SEID    eine Zusage, ein Geschenk, ohne Anstrengung, ohne eigenes Zutun

DAS     wichtig, wertvoll, bestimmt, einzigartig, Beauftragung

SALZ    Verpflichtung, Herausforderung, Würze, Kirche

DER     unserer, Schatz, bestimmter Hinweis

ERDE   Lebensraum, einzigartig, bewahren, nachhaltig leben, Botschaft an die Menschen

Salz der Erde: Wir?!

Danach überlegten alle: Wo sind WIR Salz der Erde? Wo sind WIR heilsam für die Welt? Wo geben WIR der Welt Geschmack? Wo sind WIR verantwortlich für die Haltbarkeit? Wo sind WIR wertvoller als Gold und Edelsteine?
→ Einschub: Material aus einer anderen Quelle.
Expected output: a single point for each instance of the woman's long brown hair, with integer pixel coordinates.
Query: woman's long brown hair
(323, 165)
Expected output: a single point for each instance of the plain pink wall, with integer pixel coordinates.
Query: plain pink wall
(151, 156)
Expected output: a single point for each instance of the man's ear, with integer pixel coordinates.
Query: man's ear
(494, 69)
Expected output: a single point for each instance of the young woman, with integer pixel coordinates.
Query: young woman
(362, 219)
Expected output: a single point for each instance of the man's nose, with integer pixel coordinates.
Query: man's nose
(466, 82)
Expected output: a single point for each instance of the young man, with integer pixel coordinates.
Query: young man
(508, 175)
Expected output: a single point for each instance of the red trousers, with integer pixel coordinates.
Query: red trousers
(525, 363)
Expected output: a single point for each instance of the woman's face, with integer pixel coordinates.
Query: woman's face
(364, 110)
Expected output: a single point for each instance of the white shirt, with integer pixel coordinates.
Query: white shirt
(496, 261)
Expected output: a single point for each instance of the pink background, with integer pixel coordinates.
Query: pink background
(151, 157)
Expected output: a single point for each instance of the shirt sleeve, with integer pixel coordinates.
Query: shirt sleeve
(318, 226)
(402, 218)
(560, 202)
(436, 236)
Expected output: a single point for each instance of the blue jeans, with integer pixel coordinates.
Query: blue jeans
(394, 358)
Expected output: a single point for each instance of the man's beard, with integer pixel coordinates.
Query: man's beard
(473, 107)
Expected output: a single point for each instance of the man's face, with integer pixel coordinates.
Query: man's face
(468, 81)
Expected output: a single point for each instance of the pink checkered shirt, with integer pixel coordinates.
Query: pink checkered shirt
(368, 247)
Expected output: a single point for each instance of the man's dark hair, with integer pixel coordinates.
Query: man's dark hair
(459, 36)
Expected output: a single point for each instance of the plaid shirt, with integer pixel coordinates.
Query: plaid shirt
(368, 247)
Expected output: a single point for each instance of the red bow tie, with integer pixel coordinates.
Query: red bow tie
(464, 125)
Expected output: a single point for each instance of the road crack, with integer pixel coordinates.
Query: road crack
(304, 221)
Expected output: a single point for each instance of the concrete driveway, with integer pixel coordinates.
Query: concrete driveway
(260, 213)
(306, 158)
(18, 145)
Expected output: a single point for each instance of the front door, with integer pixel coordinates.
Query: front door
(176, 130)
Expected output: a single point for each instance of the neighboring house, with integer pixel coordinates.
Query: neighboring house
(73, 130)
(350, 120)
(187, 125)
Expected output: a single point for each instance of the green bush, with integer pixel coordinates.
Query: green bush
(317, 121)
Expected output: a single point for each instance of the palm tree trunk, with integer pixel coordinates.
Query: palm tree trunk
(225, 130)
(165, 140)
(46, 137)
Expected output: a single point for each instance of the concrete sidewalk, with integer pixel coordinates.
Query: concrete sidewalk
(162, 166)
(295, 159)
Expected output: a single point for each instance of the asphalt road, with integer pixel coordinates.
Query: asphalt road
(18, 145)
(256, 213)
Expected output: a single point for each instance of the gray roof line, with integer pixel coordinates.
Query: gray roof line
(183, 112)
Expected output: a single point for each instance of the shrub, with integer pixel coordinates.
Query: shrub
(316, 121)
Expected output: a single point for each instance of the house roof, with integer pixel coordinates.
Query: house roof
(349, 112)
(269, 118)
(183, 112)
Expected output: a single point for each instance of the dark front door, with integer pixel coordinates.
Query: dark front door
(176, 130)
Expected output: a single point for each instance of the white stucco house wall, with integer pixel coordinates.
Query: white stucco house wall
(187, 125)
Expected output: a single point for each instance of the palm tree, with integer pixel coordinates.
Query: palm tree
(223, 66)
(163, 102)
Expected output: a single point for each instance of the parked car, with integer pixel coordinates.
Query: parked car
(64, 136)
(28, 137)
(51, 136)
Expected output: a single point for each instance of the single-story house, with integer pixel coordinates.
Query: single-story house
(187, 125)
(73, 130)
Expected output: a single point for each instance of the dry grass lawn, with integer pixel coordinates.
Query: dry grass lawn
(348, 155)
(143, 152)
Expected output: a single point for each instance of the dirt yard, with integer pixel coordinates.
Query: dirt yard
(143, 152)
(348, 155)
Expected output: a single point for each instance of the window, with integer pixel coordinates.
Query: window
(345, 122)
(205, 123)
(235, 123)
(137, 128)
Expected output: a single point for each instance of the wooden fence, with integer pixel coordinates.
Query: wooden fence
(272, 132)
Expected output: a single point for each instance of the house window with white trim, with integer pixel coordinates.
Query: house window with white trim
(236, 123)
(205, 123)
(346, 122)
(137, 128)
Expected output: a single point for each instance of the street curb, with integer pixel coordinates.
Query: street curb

Den Geschmack kann man z.B. daran messen, wie ein Verantwortlicher einen Gottesdienst gestaltet, welche Lieder eingesetzt werden, wie nah am Menschen jemand ist, mit wieviel Fingerspitzengefühl eine Sache angegangen wird.

Die Haltbarkeit zeigt sich im Glauben, Traditionen weitergeben, in der Vorbildfunktion

Die Heilsamkeit kommt neben den gesundheitlichen Vorteilen in der Seelsorge, im Beten, in bestimmten Ritualen zum Ausdruck. Diese Säule spricht gerade Frauen an.

Den Wert erkennt der König erst, als es im Land kein Salz mehr gibt und Mensch und Tier krank werden. Salz, obwohl unscheinbar in seiner Form, ist MEHR als Gold und Edelsteine!

Salzstreuer zum Abschied

Die letzte Einheit des Tages befasste sich mit der Frage, wie können wir wieder salzig werden, wenn wir kraftlos geworden sind? Wo sind unsere Salzquellen.

Damit die Frauen dieses Seminar nicht vergessen, erhielt eine jede einen kleinen Salzstreuer, welchen die Frauen aus dem Salzteller der Begrüßungszeremonie füllen durften. Damit sollten sie daran erinnert werden, ihren inneren Salzvorrat immer wieder aufzufüllen.